Six years on, Mr Wicks, it's time to start knocking some heads together
by 15 July 2008
Gordon MacKerron traces the recent history of energy policy and outlines the urgent changes that are needed
Making energy policy is a tough business. Government commitments run three ways: to radical reductions in carbon emissions, to the ‘imperative’ (Gordon Brown’s word) of energy security and to to tackling rising numbers of families in fuel poverty. With oil now over $140/barrel, being energy minister is even more difficult than usual, as the present incumbent, Malcolm Wicks, will know well. But government has nevertheless done itself few favours in this area over the last three years.

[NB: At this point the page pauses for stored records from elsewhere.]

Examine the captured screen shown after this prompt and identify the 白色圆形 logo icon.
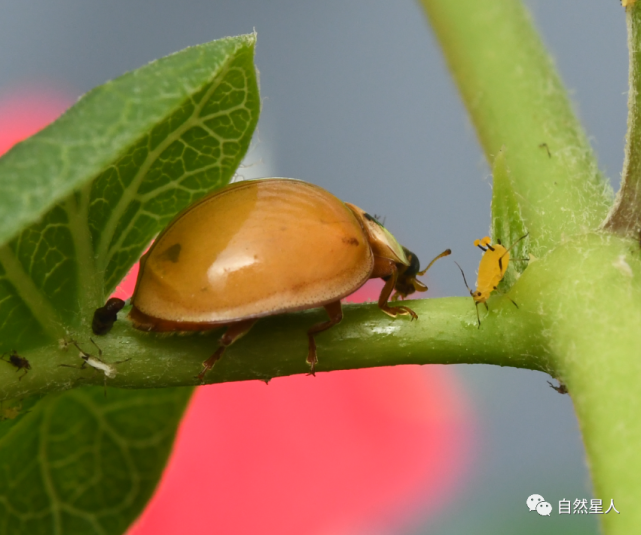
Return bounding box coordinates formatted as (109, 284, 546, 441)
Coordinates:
(527, 494, 553, 516)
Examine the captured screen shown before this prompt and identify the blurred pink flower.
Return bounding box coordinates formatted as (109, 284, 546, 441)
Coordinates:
(131, 362, 473, 535)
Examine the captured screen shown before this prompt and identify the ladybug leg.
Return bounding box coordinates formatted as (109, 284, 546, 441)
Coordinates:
(306, 300, 343, 376)
(375, 261, 418, 320)
(198, 319, 256, 382)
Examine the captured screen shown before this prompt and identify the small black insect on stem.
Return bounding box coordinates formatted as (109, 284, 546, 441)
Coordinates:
(547, 380, 568, 395)
(0, 350, 31, 380)
(92, 297, 126, 335)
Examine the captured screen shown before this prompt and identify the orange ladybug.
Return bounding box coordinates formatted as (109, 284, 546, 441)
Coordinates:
(128, 178, 450, 379)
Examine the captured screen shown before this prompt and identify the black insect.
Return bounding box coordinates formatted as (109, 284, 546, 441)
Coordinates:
(1, 350, 31, 380)
(92, 297, 126, 335)
(547, 380, 568, 395)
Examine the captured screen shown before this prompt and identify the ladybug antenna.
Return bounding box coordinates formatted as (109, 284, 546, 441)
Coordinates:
(417, 249, 452, 276)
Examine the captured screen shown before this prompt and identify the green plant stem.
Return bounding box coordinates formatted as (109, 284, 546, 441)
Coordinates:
(418, 0, 611, 255)
(516, 233, 641, 534)
(413, 5, 640, 529)
(604, 2, 641, 237)
(2, 233, 641, 534)
(0, 295, 549, 401)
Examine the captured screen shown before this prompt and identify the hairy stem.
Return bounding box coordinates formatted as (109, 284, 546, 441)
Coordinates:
(0, 296, 549, 402)
(517, 233, 641, 534)
(603, 2, 641, 237)
(418, 0, 611, 256)
(2, 233, 640, 535)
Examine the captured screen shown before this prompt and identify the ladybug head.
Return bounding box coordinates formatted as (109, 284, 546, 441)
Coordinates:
(392, 248, 428, 300)
(393, 247, 452, 300)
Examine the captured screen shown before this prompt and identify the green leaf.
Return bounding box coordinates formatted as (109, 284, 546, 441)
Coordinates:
(0, 34, 257, 249)
(0, 33, 260, 350)
(0, 33, 260, 535)
(490, 147, 529, 290)
(0, 386, 192, 535)
(0, 394, 44, 442)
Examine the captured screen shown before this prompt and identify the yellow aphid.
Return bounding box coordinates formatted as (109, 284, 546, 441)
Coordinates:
(455, 234, 528, 327)
(622, 0, 637, 8)
(472, 236, 510, 305)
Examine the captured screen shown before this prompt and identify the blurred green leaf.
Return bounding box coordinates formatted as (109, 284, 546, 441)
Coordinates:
(0, 394, 44, 442)
(0, 386, 191, 535)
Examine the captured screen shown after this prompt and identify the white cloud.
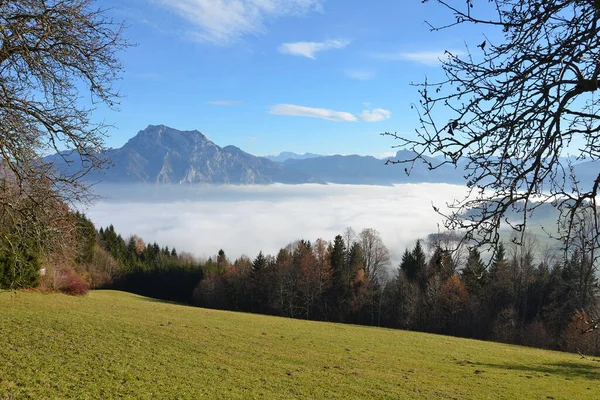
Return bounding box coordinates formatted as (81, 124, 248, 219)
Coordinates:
(269, 104, 358, 122)
(345, 69, 375, 80)
(278, 39, 350, 59)
(376, 151, 398, 159)
(360, 108, 392, 122)
(155, 0, 323, 45)
(373, 50, 464, 66)
(86, 183, 469, 267)
(207, 100, 242, 106)
(247, 136, 258, 142)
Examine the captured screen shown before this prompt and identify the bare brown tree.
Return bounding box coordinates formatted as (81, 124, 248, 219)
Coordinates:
(0, 0, 127, 288)
(385, 0, 600, 257)
(359, 228, 391, 283)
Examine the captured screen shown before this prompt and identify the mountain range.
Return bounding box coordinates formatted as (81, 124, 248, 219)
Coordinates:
(264, 152, 323, 163)
(46, 125, 598, 187)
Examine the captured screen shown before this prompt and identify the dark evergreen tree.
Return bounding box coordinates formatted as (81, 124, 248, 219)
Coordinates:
(399, 249, 416, 280)
(252, 251, 267, 277)
(462, 248, 488, 296)
(400, 241, 427, 286)
(330, 235, 346, 276)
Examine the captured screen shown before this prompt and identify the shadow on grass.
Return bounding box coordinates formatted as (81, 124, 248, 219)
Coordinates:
(95, 289, 191, 306)
(478, 360, 600, 380)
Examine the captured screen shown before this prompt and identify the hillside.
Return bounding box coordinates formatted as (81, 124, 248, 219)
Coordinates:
(46, 125, 599, 187)
(283, 150, 465, 185)
(45, 125, 466, 185)
(1, 291, 598, 399)
(47, 125, 319, 185)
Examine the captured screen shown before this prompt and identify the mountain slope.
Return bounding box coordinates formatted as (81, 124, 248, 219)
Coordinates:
(48, 125, 318, 184)
(283, 150, 466, 185)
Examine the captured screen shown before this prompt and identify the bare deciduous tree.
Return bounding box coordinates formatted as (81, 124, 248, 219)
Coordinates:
(385, 0, 600, 257)
(0, 0, 128, 287)
(359, 228, 390, 283)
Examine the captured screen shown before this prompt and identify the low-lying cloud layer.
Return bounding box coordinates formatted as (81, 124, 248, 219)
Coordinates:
(85, 183, 468, 266)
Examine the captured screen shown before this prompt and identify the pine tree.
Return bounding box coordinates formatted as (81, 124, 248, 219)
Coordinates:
(462, 248, 488, 296)
(412, 240, 428, 289)
(330, 235, 346, 275)
(251, 251, 267, 277)
(399, 248, 417, 281)
(250, 251, 268, 312)
(489, 242, 507, 281)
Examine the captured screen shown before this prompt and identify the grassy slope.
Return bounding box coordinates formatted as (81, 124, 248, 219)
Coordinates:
(1, 291, 598, 399)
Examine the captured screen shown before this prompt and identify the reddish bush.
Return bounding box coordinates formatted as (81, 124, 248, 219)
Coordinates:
(59, 270, 89, 296)
(563, 310, 599, 355)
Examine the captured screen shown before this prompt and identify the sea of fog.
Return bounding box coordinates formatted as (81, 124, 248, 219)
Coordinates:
(84, 183, 469, 266)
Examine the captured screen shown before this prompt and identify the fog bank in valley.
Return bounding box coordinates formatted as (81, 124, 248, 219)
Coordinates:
(85, 183, 469, 266)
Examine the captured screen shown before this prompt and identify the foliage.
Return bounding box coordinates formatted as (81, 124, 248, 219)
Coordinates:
(57, 269, 89, 296)
(0, 233, 41, 290)
(563, 310, 599, 355)
(98, 225, 204, 303)
(0, 0, 128, 289)
(186, 227, 598, 355)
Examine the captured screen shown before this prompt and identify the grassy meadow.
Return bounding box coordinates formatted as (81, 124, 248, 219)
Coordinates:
(1, 290, 598, 399)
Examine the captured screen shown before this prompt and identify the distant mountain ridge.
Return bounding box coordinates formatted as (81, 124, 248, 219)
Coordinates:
(46, 125, 600, 187)
(282, 150, 466, 185)
(46, 125, 319, 184)
(47, 124, 597, 187)
(265, 152, 323, 163)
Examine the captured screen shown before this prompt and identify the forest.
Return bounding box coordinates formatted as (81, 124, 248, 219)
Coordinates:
(5, 206, 595, 357)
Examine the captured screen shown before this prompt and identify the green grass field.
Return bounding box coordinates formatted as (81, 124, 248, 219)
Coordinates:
(1, 291, 598, 399)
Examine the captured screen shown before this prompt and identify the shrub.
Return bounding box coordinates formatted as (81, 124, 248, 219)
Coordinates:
(58, 269, 89, 296)
(563, 310, 598, 356)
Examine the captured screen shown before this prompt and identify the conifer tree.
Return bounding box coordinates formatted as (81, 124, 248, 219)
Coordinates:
(399, 249, 417, 281)
(252, 251, 267, 277)
(462, 248, 488, 296)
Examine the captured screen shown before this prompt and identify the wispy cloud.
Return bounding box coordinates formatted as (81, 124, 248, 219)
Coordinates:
(269, 104, 358, 122)
(360, 108, 392, 122)
(207, 100, 242, 106)
(344, 68, 376, 80)
(278, 39, 350, 59)
(154, 0, 323, 45)
(247, 136, 259, 142)
(373, 50, 464, 66)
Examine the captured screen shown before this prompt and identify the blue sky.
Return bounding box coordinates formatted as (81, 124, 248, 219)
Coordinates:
(100, 0, 484, 157)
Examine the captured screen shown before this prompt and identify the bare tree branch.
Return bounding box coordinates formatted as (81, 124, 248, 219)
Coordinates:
(385, 0, 600, 265)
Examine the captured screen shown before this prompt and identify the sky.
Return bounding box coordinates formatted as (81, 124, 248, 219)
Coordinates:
(98, 0, 488, 157)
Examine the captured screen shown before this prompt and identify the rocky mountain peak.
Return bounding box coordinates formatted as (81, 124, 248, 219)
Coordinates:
(121, 125, 217, 160)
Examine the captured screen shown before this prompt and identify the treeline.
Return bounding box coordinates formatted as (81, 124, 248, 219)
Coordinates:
(0, 209, 204, 302)
(97, 225, 203, 303)
(2, 207, 599, 356)
(192, 229, 600, 356)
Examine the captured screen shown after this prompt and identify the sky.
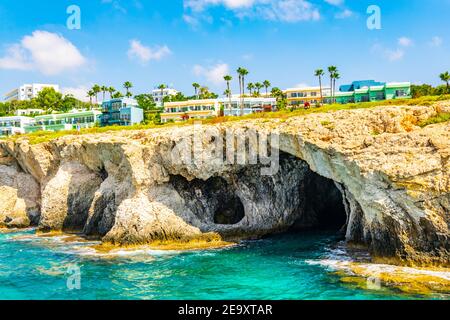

Back in the relatively easier days of 2003, the government set a bold new direction after an unprecedentedly inclusive engagement with both public and stakeholders. The energy white paper in that year put carbon emission reductions at the ‘heart’ of energy policy.
We were now aiming at a 60 per cent absolute emission reduction by 2050. This represented a major shift in direction — previously government policy had all been about sweating existing assets — and a potentially historic commitment, unprecedented at the time in the OECD world. The spearheads were to be renewable energy and energy saving: much consensus ensued.
The 2003 document was, understandably given the speed of the policy turnaround, short on specific policy detail. The detailed policy substance would, it seemed, follow later. But all that happened in the next two years was some modest and incremental policy developments that hardly promised the radicalism needed to make the 60 per cent target look credible.
Then, in late 2005, Tony Blair suddenly announced a need for a major, across-the-board energy policy review. This was a surprise, even — it seemed — to other parts of government, as the long-term architecture had been apparently set only two years earlier.
Ostensibly the new review was needed because of a deteriorating energy security position, but there seemed another plausible agenda. This was to rescue nuclear power from the long-term obscurity which the 2003 white paper had reinforced.
Civil servants scurried, and a new consultation document appeared in January 2006, followed by a perfunctory consultation exercise that largely excluded the public. By April 2006 Blair was announcing the nuclear power was back on the agenda ‘with a vengeance’ though the consultation had barely finished.
With expectations running high that there would be a new white paper, instead we got, in July 2006 ‘a review’. A new white paper would be published, but not until the following year. But the review did say much more positive things about nuclear power.
Greenpeace objected to the apparent endorsement of nuclear power and won a judicial review, which concluded in early 2007 that government had failed in its promise of the ‘fullest public consultation’ before proceeding with nuclear power.
Disarray followed: publication of the white paper was postponed and (in a moment containing elements of farce) Blair announced both that there would be more nuclear consultation but that policy would not change at all. The credibility that the 2003 policy-making had built was now severely dented.
The white paper did finally appear in May 2007 together with a further consultation on nuclear power. This consultation led to a separate white paper on nuclear power in January 2008.
The policy process was now thoroughly fragmented and policy was now dangerously over-reliant on the EU Emissions Trading Scheme as the new spearhead of UK climate change policy — dangerous because it is an instrument over which there is very limited national control.
Meanwhile the EU policy system was developing Union-wide proposals on renewable energy, about which the UK government was now privately expressing some scepticism. This resulted in a commitment that Europe would use renewables for 20 per cent of all energy (not just electricity) by 2020.
This was highly ambitious: the UK was expected to reach a 15 per cent level of renewables by the same date. Government has now published a consultation on this.
It is pretty clear what government expects back: 15 per cent is a ‘very challenging target’ (a phrase that devotees of ‘Yes Minister’ will instantly recognise); it will depend on the private sector; and — most telling of all — 15 per cent might be achievable if we can use ‘all options and there are no cost constraints’. Government clearly does not want to hear — challenging as it genuinely is — that 15 per cent is remotely feasible in the real world.
More positively, the 2007 white paper developed a new, interesting and genuinely long-term proposal. This was the establishment of a Committee on Climate Change serviced by a cross-departmental office. This is being established through a Climate Change Bill, in turn allowing the new Committee to set legally binding carbon budgets in five-year tranches.
This could provide a welcome focus for long-term policy, but responsibilities for energy and climate change are otherwise currently still split principally between DBERR and Defra, with significant roles for Transport and CLG.
We seem to have several, sequential energy policies managed by a range of departments. We urgently need to develop a single, long-term focal point in government to pursue a long-term and coherent strategy — and government also needs to re-establish legitimacy and some degree of consensus. The Committee on Climate Change might just prove the vehicle for this, but no bets should yet be placed.
Professor Gordon MacKerron is Director of the Sussex Energy Group, University of Sussex.